Irish Republican News · January 6, 2017
[Irish Republican News]

[Irish Republican News]
Campaigners call for leap forward in housing crisis


Housing activists in the 26 Counties have handed an open letter to Finance Minister Michael Noonan, calling on him to order the use of vacant, state-controlled properties to house the homeless.

Residents of Apollo House - an empty office block in Dublin city centre occupied and refitted as a shelter by the Home Sweet Home campaign before Christmas - led the petition.

The building was once used by the civil service and is now controlled by receivers after property loans were taken over by the state’s bad-bank NAMA.

Irish Housing Network activist Tommy Gavin said: “The Minister for Finance is failing in his duty to the people of Ireland by not exercising his powers under the Nama act to direct Nama to make proper and adequate housing stock immediately available to local authorities around Ireland.

“The housing crisis is bigger than Apollo House.”

The Home Sweet Home secured more than 4,000 signatures of support for the petition.

There were more than 1,200 families homeless in the last week of November, according to official figures, including 6,985 people staying in emergency accommodation last month with 2,549 of them children. Some 140,000 are on housing lists awaiting accommodation.

While there are 50,000 homes currently in mortgage arrears of more than two years and facing repossession, only 22 of the hundreds of promised prefab-style modular houses for homeless families have been completed.

The open letter to Mr Noonan calls on the Dublin government to identify properties, loans, land and other assets which are controlled by Nama and could be used to house homeless people.

The campaigners are facing eviction next week after the High Court gave them until January 11 to leave the building, which has been empty since 2015.

Brendan Ogle of the Unite trade union, who is one of the organisers of the Home Sweet Home campaign, said a delegation would meet Minister for Housing Simon Coveney this [Friday] afternoon, having been invited by the Minister.

Asked what might happen that would cause the campaigners to vacate the previously empty office block, he said the government could “with the stroke of a pen” instruct Nama to provide housing to suitable homeless people staying in Apollo House and other emergency accommodation.

Speaking at a press conference on Thursday, Mr Ogle said the political leaders of Germany, Britain and France did not have the advantage the State had when it came to solving homelessness as “they don’t have Nama”.

He said that when considering the deadline set by the courts the organisers of the campaign would be taking into account the talks with the Minister, legal considerations and the use of public pressure to support the Home Sweet Home campaign.

Section 14 of the act that established Nama allows for the Minister for Finance, Michael Noonan, to instruct the agency to provide property under its control for the housing of homeless people, Mr Ogle said.

“We want the Minister to use Nama to address the homelessness emergency,” he told a press conference at the Unite offices in Dublin at which the group released a four-page emergency housing plan it wants implemented.

Mr Ogle said the Apollo House occupation was “totemic” rather than a solution to the problem.

An attempted takeover of a Nama-controlled apartment building in Finglas (pictured) ended within 24 hours when gardai escorted activists from the scene.

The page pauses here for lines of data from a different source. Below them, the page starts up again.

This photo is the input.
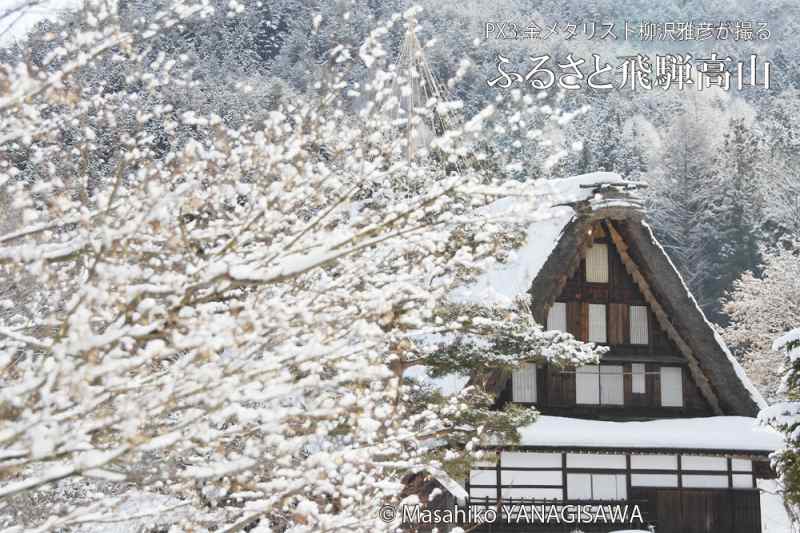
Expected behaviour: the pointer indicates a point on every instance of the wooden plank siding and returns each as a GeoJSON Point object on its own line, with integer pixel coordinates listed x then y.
{"type": "Point", "coordinates": [557, 388]}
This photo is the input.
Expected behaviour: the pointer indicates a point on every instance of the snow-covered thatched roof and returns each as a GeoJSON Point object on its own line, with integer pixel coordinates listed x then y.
{"type": "Point", "coordinates": [553, 250]}
{"type": "Point", "coordinates": [739, 433]}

A group calling themselves the “Premier Love Project” entered the 60-unit building at about 2am in the morning before stating on Facebook that apartments in the building would be offered to people unable to secure social housing.

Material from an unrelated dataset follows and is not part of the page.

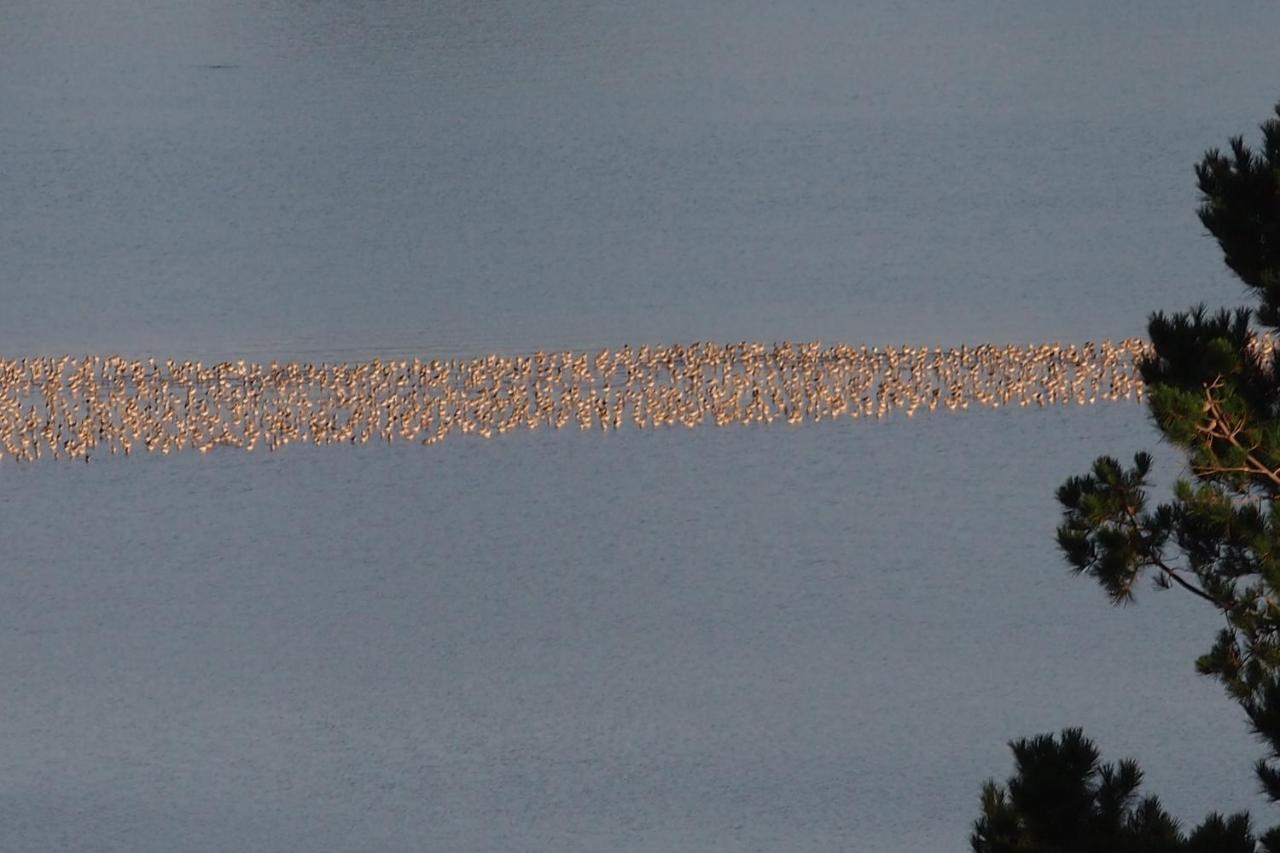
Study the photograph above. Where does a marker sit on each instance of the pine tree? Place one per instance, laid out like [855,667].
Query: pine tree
[1061,799]
[1214,391]
[1214,387]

Security guards on the premises confronted the activists and gardai were alerted. The group left peacefully several hours later.

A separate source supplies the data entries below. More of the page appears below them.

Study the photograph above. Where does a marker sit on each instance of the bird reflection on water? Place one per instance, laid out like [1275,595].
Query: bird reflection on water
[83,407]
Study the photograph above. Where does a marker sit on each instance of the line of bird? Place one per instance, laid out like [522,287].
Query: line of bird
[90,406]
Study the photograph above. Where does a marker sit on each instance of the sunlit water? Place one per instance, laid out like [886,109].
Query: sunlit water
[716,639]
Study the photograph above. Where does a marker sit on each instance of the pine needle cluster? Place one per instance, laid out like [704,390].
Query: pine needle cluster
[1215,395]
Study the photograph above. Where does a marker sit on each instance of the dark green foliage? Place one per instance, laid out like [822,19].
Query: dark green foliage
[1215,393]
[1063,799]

Later in the day, a small group of homeless people were turned away after they gathered at the front door after hearing about the occupation on Facebook. They were unaware the occupation was over and the building was now occupied by Dublin City Council security guards with Garda support. Despite NAMA promises that the building would be used for social housing, it remains vacant.

Colin McGettrick, a member of the Premier Love Project, had posted a video of the takeover on Facebook late on Wednesday night in which he called on other groups around the country to take over Nama-controlled buildings.

“I’ve been on the housing list for 17 years and still haven’t been housed,” Mr McGettrick said.

“There’s people out there living in tents, cars, vans, that’s who we want to ideally house.

“There’s people dying on our streets and there’s people being treated like dogs. There’s people in desperate circumstances out there. Austerity has ripped people apart. There’s people in their graves over this Government’s policies and that’s what is driving us.

“We want to change the housing policy in this country whatever way we can,” Mr McGettrick continued. “We’re going to keep on occupying Nama buildings.”